Director: Nida Manzoor (UK). Year of Release: 2023

The first thing that you notice about Polite Society is the opening song. A bit of surf guitar. A bit of Mariachi trumpet. A lot of sounds that you’d expect to hear in a Bollywood film. It turns out that the song is You Me Bullets Love by The Bombay Royale, who appear elsewhere on the soundtrack. They are very good indeed. As the song plays, we watch the chaotic life of an Asian girl – arriving late for a judo class, cycling past Shepherds Bush tube station, window shopping.

Cut to: another young Asian woman refusing to get out of bed. Ria Khan’s cooler older sister Lena is depressed, having recently dropped out of art college. Her liberal parents had encouraged her to do whatever she wanted, but they look relieved. Mother congratulates her on her brave decision. Now she can get on with life and find a good husband. Father stays in the background and says nothing, Only Ria is disappointed, surely in part because Lena’s rebelliousness shows her what is possible.

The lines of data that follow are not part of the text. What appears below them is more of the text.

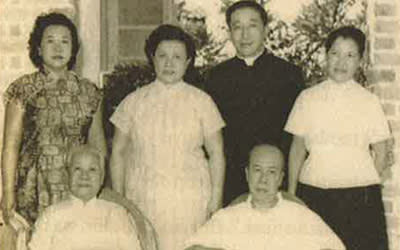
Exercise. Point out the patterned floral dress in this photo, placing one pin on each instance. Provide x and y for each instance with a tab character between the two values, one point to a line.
58	115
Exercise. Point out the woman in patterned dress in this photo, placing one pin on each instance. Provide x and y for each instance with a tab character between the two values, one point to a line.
47	112
167	123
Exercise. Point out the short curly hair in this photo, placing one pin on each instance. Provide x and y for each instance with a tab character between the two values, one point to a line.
347	32
41	23
167	32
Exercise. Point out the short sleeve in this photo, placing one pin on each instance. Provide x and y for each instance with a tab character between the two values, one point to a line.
21	90
298	123
124	229
210	117
378	124
121	118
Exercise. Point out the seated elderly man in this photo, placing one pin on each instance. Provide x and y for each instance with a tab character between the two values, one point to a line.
265	220
84	222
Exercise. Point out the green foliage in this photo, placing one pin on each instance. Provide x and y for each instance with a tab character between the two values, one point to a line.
300	42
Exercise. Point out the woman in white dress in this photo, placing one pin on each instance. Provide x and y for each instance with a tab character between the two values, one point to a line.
161	131
338	158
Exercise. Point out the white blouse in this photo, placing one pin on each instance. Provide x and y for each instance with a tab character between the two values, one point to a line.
75	225
338	123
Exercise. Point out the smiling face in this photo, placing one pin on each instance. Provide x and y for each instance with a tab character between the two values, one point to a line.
264	175
86	175
247	32
170	61
56	47
343	59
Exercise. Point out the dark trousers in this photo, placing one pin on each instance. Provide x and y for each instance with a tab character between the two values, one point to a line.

For the moment, Ria needs Lena to film her ambitious (and usually unsuccessful) attempts at kung fu moves. At her posh school, Ria announces her ambition to be a stuntwoman – something which is laughed off as unrealistic by her teacher, unlike the classmate who has got a relative at the RSC to find her an internship. Why doesn’t Ria become a doctor – the stock-in-trade for Asian girls who are rich enough to consider a career?

Ria doesn’t let the derision of her teacher put her off, and sends off yet another mail to stuntwoman Eunice Huthart (apparently a real person and former Gladiator). As the film progresses, she engages with a number of staged fights with her adversaries – most notably school bully Kovacs (who is twice her size) and Raheela, Lena’s evil prospective mother-in-law. As we have already seen in the stunts filmed by Lena, which normally end with Ria falling on her arse, she loses as many fights as she wins.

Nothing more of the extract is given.